Been to  a cousin's wedding mass last Friday. Although, I've been to so many wedding masses before, there will always be that feeling of - " Wow, she or he is getting married".

The very-almost-same feeling I experienced once I entered the church that Friday. It was a mixed feeling - happy, mesmerized, wonderful, great and so much more. 


Life-Calling. This was one of the topic that caught me when the Father was giving his homily.

In life, there are  three callings - Single, Single and Religious, Married. All these three callings are good. 

These days, we tend to follow and expected to follow the norms around us.

At the age of 25++, you already have a stable job and  you are engaged to be married. That's the norm.
But the truth is, not all of us have that very same kind life stage. That includes me. I don't have a stable job yet and even far from getting married.

So, at one point, being a youth, somehow somewhere there is a time that you feel so left out and you wanted the same life stage happening in your life. That is also the time where you end up making a rush and soon to be regretful decision in your life. 

Just because your bff is getting married at the age of 25, doesn't mean that you have to get married on that very same age. Phew, blame the peer pressure I guess.

Well, as the Father was saying, all you need to do is pray for your life callings. Ask guidance from God. Define what you real life calling are and follow it. 

I, for once never have thought of that. Praying for my life calling. I've always thought that I will soon get married, and have a family of my own. But this homily, open up my eyes and to be exact my heart. To pray to God on what my real life callings are.

Till then, take care. 

Monday, June 2, 2014

June Edition

June 2014 - We've reached in the middle of the year. Thank God, thank you. Extremely grateful for every little blessings nor challenges that had happened in my  life.

Well, life is a bit busy. As always. Get back from work - tired - sleep . Phew. Nevertheless, thankful that I had a job. :)

Seriously, I missed being on inside story. I have a lot to tell but time forbids me so. Actually, I can if I really want to but being me, that extreme desire doesn't always come in hand. You see, I've learnt that almost everything is at the level of good enough. So, why bother of doing more if the current one is good enough? Haha. The positive and negative side of having that attitude.
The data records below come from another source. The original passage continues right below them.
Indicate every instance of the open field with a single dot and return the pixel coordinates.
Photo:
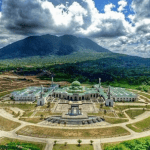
(115, 120)
(31, 120)
(45, 114)
(141, 144)
(8, 125)
(73, 147)
(133, 113)
(72, 133)
(140, 126)
(5, 141)
(121, 108)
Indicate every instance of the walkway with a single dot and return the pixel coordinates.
(96, 143)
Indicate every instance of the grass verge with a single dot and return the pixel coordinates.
(36, 131)
(8, 125)
(140, 126)
(6, 141)
(133, 113)
(73, 147)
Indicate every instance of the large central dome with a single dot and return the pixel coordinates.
(76, 83)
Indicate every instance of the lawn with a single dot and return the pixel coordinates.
(140, 126)
(27, 113)
(121, 108)
(115, 120)
(8, 125)
(136, 144)
(144, 94)
(31, 120)
(73, 147)
(21, 106)
(121, 114)
(102, 114)
(6, 141)
(133, 113)
(36, 131)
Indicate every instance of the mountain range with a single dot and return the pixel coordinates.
(49, 45)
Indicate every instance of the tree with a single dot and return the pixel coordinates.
(55, 142)
(41, 116)
(79, 142)
(101, 105)
(65, 144)
(48, 104)
(105, 111)
(91, 142)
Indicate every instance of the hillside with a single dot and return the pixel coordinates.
(49, 45)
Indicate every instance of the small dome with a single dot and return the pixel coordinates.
(76, 83)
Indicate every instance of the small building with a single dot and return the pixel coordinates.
(121, 94)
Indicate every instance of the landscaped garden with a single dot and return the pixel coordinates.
(72, 133)
(133, 113)
(8, 125)
(73, 147)
(14, 144)
(137, 144)
(140, 126)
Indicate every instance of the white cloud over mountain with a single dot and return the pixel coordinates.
(111, 29)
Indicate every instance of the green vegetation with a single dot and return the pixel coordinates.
(21, 106)
(9, 144)
(137, 144)
(140, 126)
(72, 147)
(8, 125)
(115, 120)
(124, 71)
(133, 113)
(31, 120)
(121, 108)
(36, 131)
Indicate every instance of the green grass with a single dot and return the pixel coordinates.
(136, 144)
(31, 120)
(120, 108)
(121, 115)
(21, 106)
(47, 113)
(8, 125)
(36, 131)
(140, 126)
(4, 93)
(4, 141)
(73, 147)
(143, 94)
(101, 114)
(27, 113)
(133, 113)
(115, 120)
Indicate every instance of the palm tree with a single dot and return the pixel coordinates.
(79, 141)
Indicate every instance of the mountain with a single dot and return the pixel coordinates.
(49, 45)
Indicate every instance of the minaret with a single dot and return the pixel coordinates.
(41, 91)
(109, 92)
(99, 82)
(52, 81)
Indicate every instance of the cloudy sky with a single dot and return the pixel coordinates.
(122, 26)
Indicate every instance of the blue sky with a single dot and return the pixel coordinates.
(121, 26)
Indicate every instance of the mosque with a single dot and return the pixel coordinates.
(74, 92)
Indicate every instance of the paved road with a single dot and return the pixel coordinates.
(96, 144)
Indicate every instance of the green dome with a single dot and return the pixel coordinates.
(76, 83)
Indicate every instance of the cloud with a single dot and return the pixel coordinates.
(122, 4)
(111, 29)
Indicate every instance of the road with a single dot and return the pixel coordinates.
(96, 144)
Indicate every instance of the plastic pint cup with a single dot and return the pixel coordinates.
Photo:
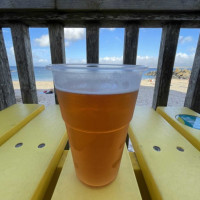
(97, 103)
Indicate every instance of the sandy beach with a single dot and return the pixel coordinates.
(177, 94)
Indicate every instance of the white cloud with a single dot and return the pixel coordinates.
(73, 34)
(111, 60)
(184, 60)
(70, 34)
(186, 39)
(43, 41)
(43, 61)
(181, 60)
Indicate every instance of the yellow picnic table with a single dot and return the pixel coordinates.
(34, 164)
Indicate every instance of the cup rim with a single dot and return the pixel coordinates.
(94, 67)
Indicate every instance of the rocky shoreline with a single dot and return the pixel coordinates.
(177, 73)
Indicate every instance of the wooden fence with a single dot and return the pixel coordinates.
(92, 14)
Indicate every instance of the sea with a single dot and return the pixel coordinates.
(42, 74)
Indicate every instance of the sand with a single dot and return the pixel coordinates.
(177, 94)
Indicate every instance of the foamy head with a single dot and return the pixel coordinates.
(97, 79)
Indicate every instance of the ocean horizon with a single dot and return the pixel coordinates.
(42, 74)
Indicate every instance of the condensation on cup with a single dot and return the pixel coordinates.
(97, 103)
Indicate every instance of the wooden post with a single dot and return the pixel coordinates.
(130, 44)
(92, 37)
(23, 56)
(57, 46)
(192, 99)
(166, 59)
(7, 94)
(130, 50)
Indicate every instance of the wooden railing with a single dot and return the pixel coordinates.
(92, 14)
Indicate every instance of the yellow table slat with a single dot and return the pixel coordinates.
(139, 176)
(169, 113)
(15, 117)
(123, 187)
(169, 173)
(26, 171)
(54, 180)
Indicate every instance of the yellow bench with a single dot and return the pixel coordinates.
(169, 113)
(169, 172)
(15, 117)
(29, 158)
(123, 187)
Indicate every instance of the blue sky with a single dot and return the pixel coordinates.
(110, 46)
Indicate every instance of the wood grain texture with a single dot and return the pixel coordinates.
(73, 5)
(7, 95)
(128, 5)
(130, 44)
(57, 46)
(166, 59)
(192, 99)
(27, 4)
(92, 38)
(24, 61)
(106, 18)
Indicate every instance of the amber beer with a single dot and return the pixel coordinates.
(97, 126)
(97, 103)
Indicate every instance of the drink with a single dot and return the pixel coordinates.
(97, 127)
(97, 104)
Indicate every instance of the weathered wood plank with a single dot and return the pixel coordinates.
(73, 5)
(130, 50)
(128, 5)
(24, 61)
(57, 46)
(130, 44)
(166, 59)
(92, 37)
(192, 99)
(7, 95)
(27, 4)
(106, 18)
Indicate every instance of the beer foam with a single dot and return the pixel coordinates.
(97, 82)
Self conflict. Yeah, almost everybody been through that during their teen years. But, not me I guess. My teen years, well, to think back of it, it was a bit dull. Not to say that I wanted to do crime or what when I was 16, but I wish I could've step out of my comfort zone and explore new things.

So, in short, I don't have that self conflict or hormonal changes during my teen years. Hihi.

It may sound funny, but I'm actually experiencing it now. I feel like, I am having this self-conflict inside of me. After all this time, self conflict is finally occurring to me. Gosh.

I'm not quite sure how you guys may define a self conflict actually, but for me, my self conflict is actually, the feeling of inferiority and self doubt. Honestly saying, at times I feel myself so small comparing to others and I so feel like left out.

Not to say that I'm not being grateful for what I am now, but sometimes that feeling just came creeping inside. I wish I have the strength to tell myself that I'm not small or etc, but ya, I still choose to believe in my so irrational thought.